In Pakistan sind bei einem Anschlag auf einen Zug mit Soldaten mindestens 24 Menschen getötet worden, manche Quellen sprechen sogar von 30 Toten. Wie ein hochrangiger Behördenvertreter sagte, wurden bei der Bombenexplosion in der Unruheprovinz Belutschistan im Südwesten Pakistans am Sonntag zudem mehr als 50 Menschen verletzt.
Der Zug, der Armeeangehörige und deren Familienmitglieder beförderte, sollte den Angaben zufolge von der Provinzhauptstadt Quetta nach Peschawar im Nordwesten Pakistans fahren, als er an einem Bahnübergang in Chaman Pattak in Quetta von einem mit Sprengstoff beladenen Fahrzeug gerammt wurde. Dies habe eine »gewaltige Explosion« zur Folge gehabt, sagte der Behördenvertreter.

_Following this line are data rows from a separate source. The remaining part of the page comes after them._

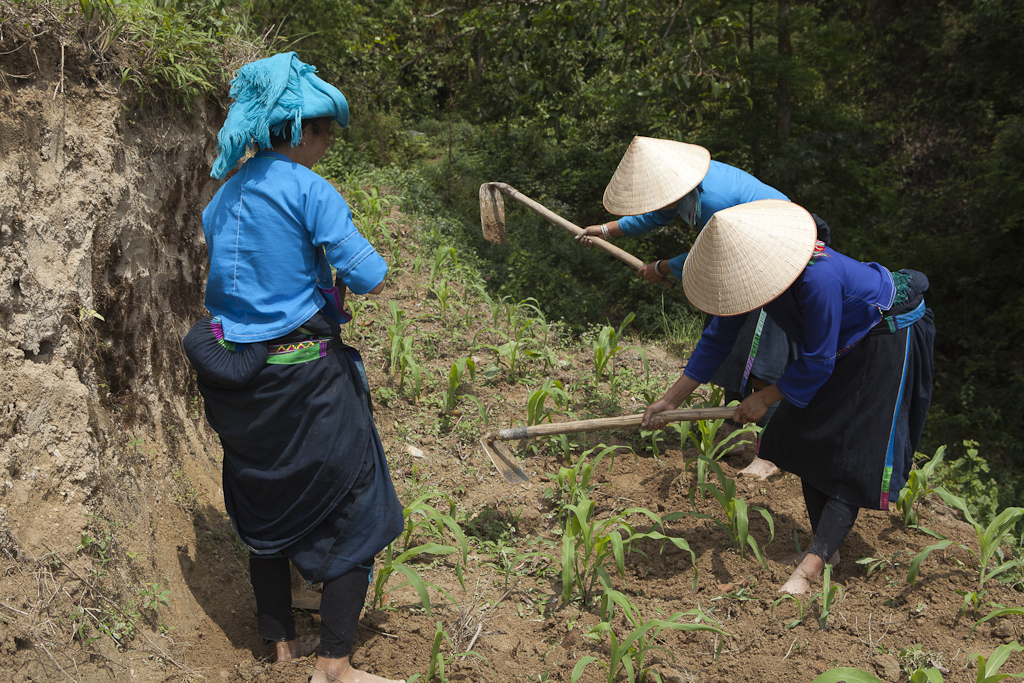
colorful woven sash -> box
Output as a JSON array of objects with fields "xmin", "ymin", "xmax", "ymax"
[{"xmin": 266, "ymin": 337, "xmax": 336, "ymax": 366}]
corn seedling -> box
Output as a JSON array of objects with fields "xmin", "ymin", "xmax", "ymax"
[
  {"xmin": 856, "ymin": 550, "xmax": 904, "ymax": 577},
  {"xmin": 896, "ymin": 445, "xmax": 946, "ymax": 536},
  {"xmin": 409, "ymin": 622, "xmax": 493, "ymax": 683},
  {"xmin": 562, "ymin": 498, "xmax": 697, "ymax": 605},
  {"xmin": 677, "ymin": 458, "xmax": 775, "ymax": 567},
  {"xmin": 348, "ymin": 187, "xmax": 401, "ymax": 263},
  {"xmin": 592, "ymin": 312, "xmax": 650, "ymax": 394},
  {"xmin": 387, "ymin": 301, "xmax": 423, "ymax": 399},
  {"xmin": 526, "ymin": 377, "xmax": 569, "ymax": 426},
  {"xmin": 477, "ymin": 297, "xmax": 546, "ymax": 381},
  {"xmin": 569, "ymin": 588, "xmax": 729, "ymax": 683},
  {"xmin": 443, "ymin": 357, "xmax": 476, "ymax": 418},
  {"xmin": 906, "ymin": 486, "xmax": 1024, "ymax": 612},
  {"xmin": 811, "ymin": 562, "xmax": 843, "ymax": 631},
  {"xmin": 430, "ymin": 278, "xmax": 457, "ymax": 319},
  {"xmin": 545, "ymin": 443, "xmax": 618, "ymax": 517},
  {"xmin": 686, "ymin": 387, "xmax": 761, "ymax": 485},
  {"xmin": 971, "ymin": 602, "xmax": 1024, "ymax": 636},
  {"xmin": 372, "ymin": 493, "xmax": 469, "ymax": 614},
  {"xmin": 972, "ymin": 640, "xmax": 1024, "ymax": 683}
]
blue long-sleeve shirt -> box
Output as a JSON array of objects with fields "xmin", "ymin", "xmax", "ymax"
[
  {"xmin": 618, "ymin": 161, "xmax": 790, "ymax": 280},
  {"xmin": 683, "ymin": 247, "xmax": 896, "ymax": 408},
  {"xmin": 203, "ymin": 151, "xmax": 387, "ymax": 343}
]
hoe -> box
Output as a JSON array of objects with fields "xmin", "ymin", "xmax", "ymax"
[
  {"xmin": 480, "ymin": 182, "xmax": 675, "ymax": 289},
  {"xmin": 480, "ymin": 407, "xmax": 736, "ymax": 483}
]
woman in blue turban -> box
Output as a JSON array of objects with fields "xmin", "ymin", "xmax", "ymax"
[{"xmin": 184, "ymin": 52, "xmax": 403, "ymax": 683}]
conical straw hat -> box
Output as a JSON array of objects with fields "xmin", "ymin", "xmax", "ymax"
[
  {"xmin": 604, "ymin": 135, "xmax": 711, "ymax": 216},
  {"xmin": 683, "ymin": 200, "xmax": 817, "ymax": 315}
]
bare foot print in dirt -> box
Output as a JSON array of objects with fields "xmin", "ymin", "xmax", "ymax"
[
  {"xmin": 778, "ymin": 554, "xmax": 825, "ymax": 595},
  {"xmin": 736, "ymin": 456, "xmax": 778, "ymax": 481},
  {"xmin": 309, "ymin": 657, "xmax": 404, "ymax": 683}
]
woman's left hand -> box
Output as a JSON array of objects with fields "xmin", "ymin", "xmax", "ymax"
[{"xmin": 732, "ymin": 384, "xmax": 782, "ymax": 424}]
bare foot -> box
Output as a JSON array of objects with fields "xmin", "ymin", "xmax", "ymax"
[
  {"xmin": 309, "ymin": 656, "xmax": 404, "ymax": 683},
  {"xmin": 736, "ymin": 456, "xmax": 778, "ymax": 481},
  {"xmin": 267, "ymin": 636, "xmax": 319, "ymax": 661},
  {"xmin": 785, "ymin": 550, "xmax": 840, "ymax": 569},
  {"xmin": 778, "ymin": 553, "xmax": 825, "ymax": 595}
]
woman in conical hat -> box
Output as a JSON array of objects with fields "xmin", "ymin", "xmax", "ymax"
[
  {"xmin": 643, "ymin": 200, "xmax": 935, "ymax": 593},
  {"xmin": 578, "ymin": 135, "xmax": 815, "ymax": 479},
  {"xmin": 184, "ymin": 52, "xmax": 403, "ymax": 683}
]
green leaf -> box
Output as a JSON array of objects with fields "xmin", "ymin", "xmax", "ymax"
[{"xmin": 811, "ymin": 667, "xmax": 886, "ymax": 683}]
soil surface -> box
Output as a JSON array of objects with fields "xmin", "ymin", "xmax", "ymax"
[{"xmin": 0, "ymin": 9, "xmax": 1024, "ymax": 683}]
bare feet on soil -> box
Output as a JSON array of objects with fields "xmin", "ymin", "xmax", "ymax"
[
  {"xmin": 309, "ymin": 657, "xmax": 403, "ymax": 683},
  {"xmin": 778, "ymin": 553, "xmax": 825, "ymax": 595},
  {"xmin": 736, "ymin": 456, "xmax": 778, "ymax": 481},
  {"xmin": 785, "ymin": 550, "xmax": 840, "ymax": 570},
  {"xmin": 273, "ymin": 636, "xmax": 319, "ymax": 661}
]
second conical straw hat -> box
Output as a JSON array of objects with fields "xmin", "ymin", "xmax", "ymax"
[
  {"xmin": 683, "ymin": 200, "xmax": 817, "ymax": 315},
  {"xmin": 604, "ymin": 135, "xmax": 711, "ymax": 216}
]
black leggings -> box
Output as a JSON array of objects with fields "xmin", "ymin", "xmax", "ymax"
[
  {"xmin": 802, "ymin": 481, "xmax": 860, "ymax": 562},
  {"xmin": 249, "ymin": 555, "xmax": 373, "ymax": 659}
]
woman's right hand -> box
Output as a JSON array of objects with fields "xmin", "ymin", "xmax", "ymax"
[
  {"xmin": 575, "ymin": 225, "xmax": 601, "ymax": 247},
  {"xmin": 640, "ymin": 398, "xmax": 677, "ymax": 431},
  {"xmin": 637, "ymin": 261, "xmax": 665, "ymax": 285}
]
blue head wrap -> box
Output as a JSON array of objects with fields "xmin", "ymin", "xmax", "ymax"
[{"xmin": 210, "ymin": 52, "xmax": 348, "ymax": 178}]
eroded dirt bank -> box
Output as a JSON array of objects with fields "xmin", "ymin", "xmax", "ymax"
[{"xmin": 0, "ymin": 16, "xmax": 243, "ymax": 681}]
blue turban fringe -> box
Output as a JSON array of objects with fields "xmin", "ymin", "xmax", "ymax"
[{"xmin": 210, "ymin": 52, "xmax": 348, "ymax": 179}]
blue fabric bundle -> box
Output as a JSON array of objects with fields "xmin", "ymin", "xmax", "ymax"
[
  {"xmin": 181, "ymin": 315, "xmax": 267, "ymax": 389},
  {"xmin": 210, "ymin": 52, "xmax": 348, "ymax": 179}
]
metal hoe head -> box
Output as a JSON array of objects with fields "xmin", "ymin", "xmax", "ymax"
[
  {"xmin": 480, "ymin": 182, "xmax": 505, "ymax": 244},
  {"xmin": 480, "ymin": 432, "xmax": 529, "ymax": 483}
]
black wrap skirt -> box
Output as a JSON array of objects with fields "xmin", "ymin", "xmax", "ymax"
[
  {"xmin": 758, "ymin": 273, "xmax": 935, "ymax": 510},
  {"xmin": 184, "ymin": 314, "xmax": 403, "ymax": 583}
]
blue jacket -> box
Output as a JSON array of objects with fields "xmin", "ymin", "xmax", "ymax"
[
  {"xmin": 618, "ymin": 161, "xmax": 790, "ymax": 280},
  {"xmin": 203, "ymin": 151, "xmax": 387, "ymax": 343},
  {"xmin": 683, "ymin": 247, "xmax": 896, "ymax": 408}
]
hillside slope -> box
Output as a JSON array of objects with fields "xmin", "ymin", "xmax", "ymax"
[{"xmin": 0, "ymin": 9, "xmax": 1024, "ymax": 683}]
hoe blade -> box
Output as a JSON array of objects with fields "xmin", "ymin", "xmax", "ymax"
[
  {"xmin": 480, "ymin": 182, "xmax": 505, "ymax": 245},
  {"xmin": 480, "ymin": 436, "xmax": 529, "ymax": 483}
]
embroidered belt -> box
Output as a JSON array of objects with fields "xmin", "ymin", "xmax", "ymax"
[
  {"xmin": 266, "ymin": 337, "xmax": 341, "ymax": 366},
  {"xmin": 877, "ymin": 299, "xmax": 925, "ymax": 334}
]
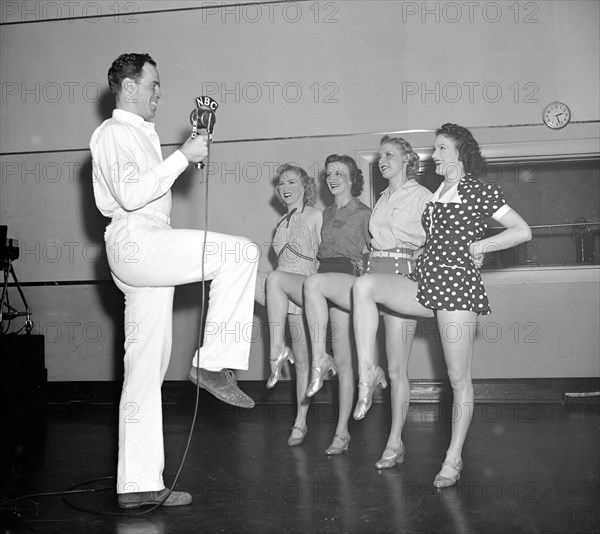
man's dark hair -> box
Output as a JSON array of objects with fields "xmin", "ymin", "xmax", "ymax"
[{"xmin": 108, "ymin": 54, "xmax": 156, "ymax": 95}]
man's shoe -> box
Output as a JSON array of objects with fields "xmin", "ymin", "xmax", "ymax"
[
  {"xmin": 117, "ymin": 488, "xmax": 192, "ymax": 508},
  {"xmin": 189, "ymin": 367, "xmax": 254, "ymax": 408}
]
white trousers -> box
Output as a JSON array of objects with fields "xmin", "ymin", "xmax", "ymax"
[{"xmin": 105, "ymin": 212, "xmax": 260, "ymax": 493}]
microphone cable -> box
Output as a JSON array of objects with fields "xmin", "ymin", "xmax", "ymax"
[{"xmin": 0, "ymin": 113, "xmax": 214, "ymax": 517}]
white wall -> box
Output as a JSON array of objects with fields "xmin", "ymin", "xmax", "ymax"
[{"xmin": 0, "ymin": 0, "xmax": 600, "ymax": 380}]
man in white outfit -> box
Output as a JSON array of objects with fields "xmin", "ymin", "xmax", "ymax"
[{"xmin": 90, "ymin": 54, "xmax": 259, "ymax": 508}]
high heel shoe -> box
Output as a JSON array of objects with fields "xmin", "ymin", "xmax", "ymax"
[
  {"xmin": 352, "ymin": 367, "xmax": 387, "ymax": 421},
  {"xmin": 375, "ymin": 443, "xmax": 406, "ymax": 469},
  {"xmin": 267, "ymin": 347, "xmax": 294, "ymax": 389},
  {"xmin": 306, "ymin": 354, "xmax": 337, "ymax": 397},
  {"xmin": 288, "ymin": 425, "xmax": 308, "ymax": 447},
  {"xmin": 433, "ymin": 460, "xmax": 463, "ymax": 488},
  {"xmin": 325, "ymin": 434, "xmax": 350, "ymax": 456}
]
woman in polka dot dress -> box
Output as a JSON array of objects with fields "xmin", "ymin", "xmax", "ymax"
[{"xmin": 352, "ymin": 124, "xmax": 531, "ymax": 488}]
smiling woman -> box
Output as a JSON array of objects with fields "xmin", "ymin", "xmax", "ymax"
[{"xmin": 255, "ymin": 163, "xmax": 322, "ymax": 446}]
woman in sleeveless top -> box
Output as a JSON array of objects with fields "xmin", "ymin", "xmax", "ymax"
[
  {"xmin": 304, "ymin": 136, "xmax": 431, "ymax": 460},
  {"xmin": 352, "ymin": 124, "xmax": 531, "ymax": 488},
  {"xmin": 256, "ymin": 163, "xmax": 322, "ymax": 446}
]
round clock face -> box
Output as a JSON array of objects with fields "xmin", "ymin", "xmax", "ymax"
[{"xmin": 542, "ymin": 102, "xmax": 571, "ymax": 130}]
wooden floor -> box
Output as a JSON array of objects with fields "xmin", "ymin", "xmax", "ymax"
[{"xmin": 0, "ymin": 396, "xmax": 600, "ymax": 534}]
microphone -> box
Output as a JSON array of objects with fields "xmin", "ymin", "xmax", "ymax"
[{"xmin": 190, "ymin": 96, "xmax": 219, "ymax": 169}]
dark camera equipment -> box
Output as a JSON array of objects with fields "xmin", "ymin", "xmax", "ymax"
[
  {"xmin": 0, "ymin": 225, "xmax": 33, "ymax": 334},
  {"xmin": 190, "ymin": 96, "xmax": 219, "ymax": 169}
]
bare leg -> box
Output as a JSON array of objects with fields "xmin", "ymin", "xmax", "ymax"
[
  {"xmin": 304, "ymin": 273, "xmax": 356, "ymax": 367},
  {"xmin": 330, "ymin": 308, "xmax": 355, "ymax": 446},
  {"xmin": 437, "ymin": 311, "xmax": 477, "ymax": 480},
  {"xmin": 288, "ymin": 315, "xmax": 310, "ymax": 446},
  {"xmin": 383, "ymin": 314, "xmax": 417, "ymax": 455},
  {"xmin": 352, "ymin": 274, "xmax": 433, "ymax": 419},
  {"xmin": 352, "ymin": 274, "xmax": 433, "ymax": 382},
  {"xmin": 267, "ymin": 271, "xmax": 306, "ymax": 360}
]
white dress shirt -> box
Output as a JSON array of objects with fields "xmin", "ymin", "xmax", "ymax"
[{"xmin": 90, "ymin": 109, "xmax": 188, "ymax": 217}]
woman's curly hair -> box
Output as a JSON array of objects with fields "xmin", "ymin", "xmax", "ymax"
[
  {"xmin": 435, "ymin": 122, "xmax": 485, "ymax": 174},
  {"xmin": 379, "ymin": 135, "xmax": 419, "ymax": 178},
  {"xmin": 273, "ymin": 163, "xmax": 317, "ymax": 206},
  {"xmin": 323, "ymin": 154, "xmax": 365, "ymax": 197}
]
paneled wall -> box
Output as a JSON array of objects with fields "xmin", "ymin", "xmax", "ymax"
[{"xmin": 0, "ymin": 0, "xmax": 600, "ymax": 381}]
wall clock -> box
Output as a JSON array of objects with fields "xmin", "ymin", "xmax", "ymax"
[{"xmin": 542, "ymin": 102, "xmax": 571, "ymax": 130}]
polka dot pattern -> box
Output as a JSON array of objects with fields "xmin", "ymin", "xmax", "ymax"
[{"xmin": 409, "ymin": 176, "xmax": 506, "ymax": 315}]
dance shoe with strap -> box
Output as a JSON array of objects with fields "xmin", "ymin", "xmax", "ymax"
[
  {"xmin": 433, "ymin": 460, "xmax": 463, "ymax": 488},
  {"xmin": 353, "ymin": 367, "xmax": 387, "ymax": 421},
  {"xmin": 288, "ymin": 425, "xmax": 308, "ymax": 447},
  {"xmin": 306, "ymin": 354, "xmax": 337, "ymax": 397},
  {"xmin": 267, "ymin": 347, "xmax": 294, "ymax": 389},
  {"xmin": 375, "ymin": 443, "xmax": 406, "ymax": 469},
  {"xmin": 325, "ymin": 434, "xmax": 350, "ymax": 456}
]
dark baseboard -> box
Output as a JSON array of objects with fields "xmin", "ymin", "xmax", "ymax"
[{"xmin": 46, "ymin": 377, "xmax": 600, "ymax": 405}]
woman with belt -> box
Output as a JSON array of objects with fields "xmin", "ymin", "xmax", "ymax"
[
  {"xmin": 304, "ymin": 135, "xmax": 431, "ymax": 460},
  {"xmin": 352, "ymin": 124, "xmax": 531, "ymax": 488},
  {"xmin": 255, "ymin": 163, "xmax": 322, "ymax": 446},
  {"xmin": 267, "ymin": 154, "xmax": 371, "ymax": 446}
]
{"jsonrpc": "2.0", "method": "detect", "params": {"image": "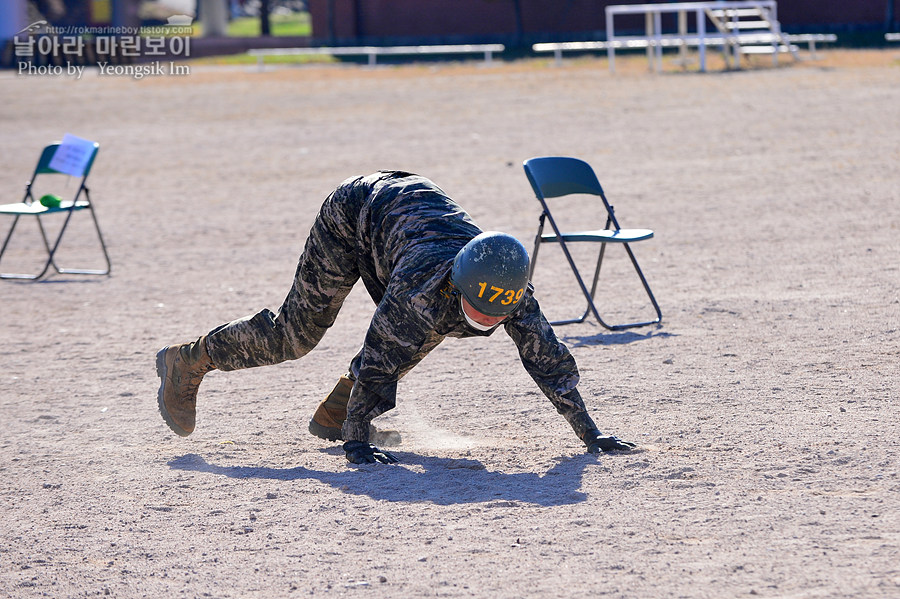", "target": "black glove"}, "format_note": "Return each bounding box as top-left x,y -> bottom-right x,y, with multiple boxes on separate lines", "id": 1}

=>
582,429 -> 637,453
344,441 -> 397,464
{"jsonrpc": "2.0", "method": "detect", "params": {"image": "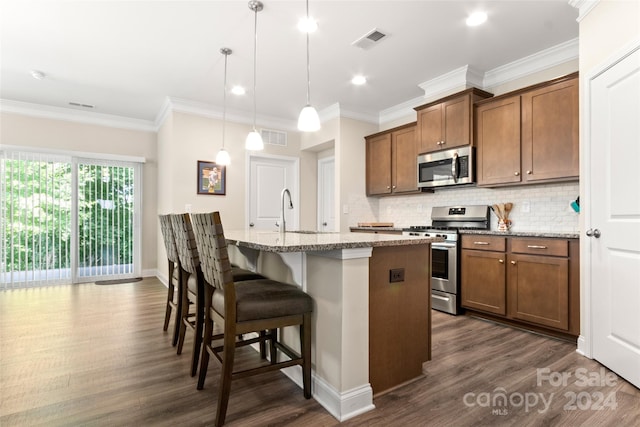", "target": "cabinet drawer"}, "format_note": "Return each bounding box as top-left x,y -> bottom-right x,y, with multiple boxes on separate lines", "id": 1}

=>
462,234 -> 506,252
511,238 -> 569,257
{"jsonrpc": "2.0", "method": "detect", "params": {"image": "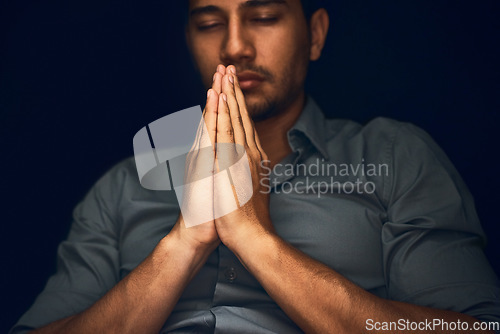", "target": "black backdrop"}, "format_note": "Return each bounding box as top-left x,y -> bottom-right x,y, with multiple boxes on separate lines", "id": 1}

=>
0,0 -> 500,332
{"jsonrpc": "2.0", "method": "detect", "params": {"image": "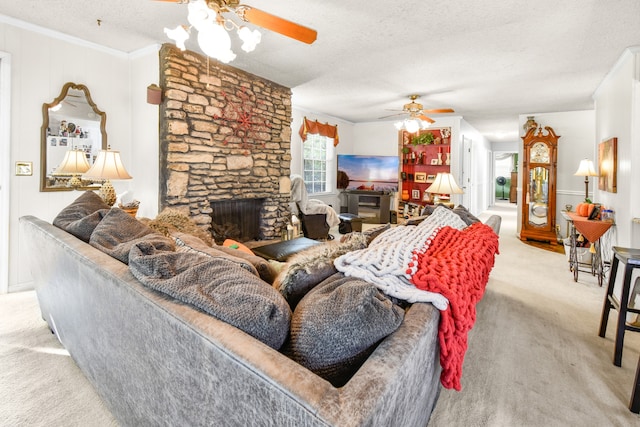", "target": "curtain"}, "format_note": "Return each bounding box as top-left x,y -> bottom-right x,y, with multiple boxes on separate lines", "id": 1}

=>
298,117 -> 340,147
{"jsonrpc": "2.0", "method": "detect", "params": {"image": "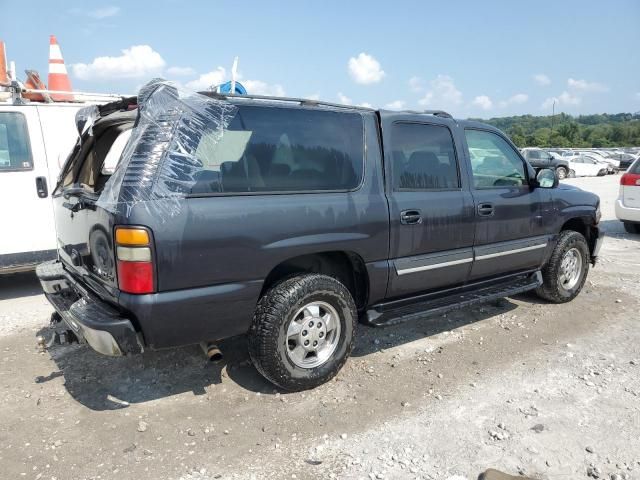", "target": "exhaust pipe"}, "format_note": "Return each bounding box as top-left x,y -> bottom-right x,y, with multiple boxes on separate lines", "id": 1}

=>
200,342 -> 222,362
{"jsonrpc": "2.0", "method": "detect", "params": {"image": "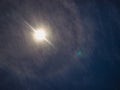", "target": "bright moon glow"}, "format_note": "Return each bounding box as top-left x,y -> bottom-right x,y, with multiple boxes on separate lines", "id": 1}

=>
24,21 -> 55,48
34,29 -> 46,40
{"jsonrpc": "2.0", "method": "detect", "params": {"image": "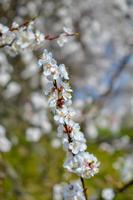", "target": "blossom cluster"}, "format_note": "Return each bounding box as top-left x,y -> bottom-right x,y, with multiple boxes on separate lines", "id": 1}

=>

Auf Bildern vom Anschlagsort war ein entgleister und stark beschädigter Waggon zu sehen. Menschen kletterten auf der Suche nach Überlebenden auf das Wrack und trugen blutüberströmte Opfer hinaus. Auch umliegende Gebäude und Fahrzeuge wurden durch die Explosion beschädigt.
Ein Polizeisprecher hat der Nachrichtenagentur dpa bestätigt, dass sich eine Separatistengruppe namens Majeed Brigade, die für die Unabhängigkeit von Pakistan kämpft, für den Anschlag verantwortlich erklärt hat.
Krieg zwischen Armee und Separatisten
Belutschistan liegt an der Grenze zu Afghanistan und Iran und ist die größte Provinz Pakistans. Seit Jahrzehnten kämpfen dort separatistische Milizen wie die Belutschistan-Befreiungsarmee (BLA) gegen die Sicherheitskräfte, auch Islamisten wie die pakistanischen Taliban sind aktiv.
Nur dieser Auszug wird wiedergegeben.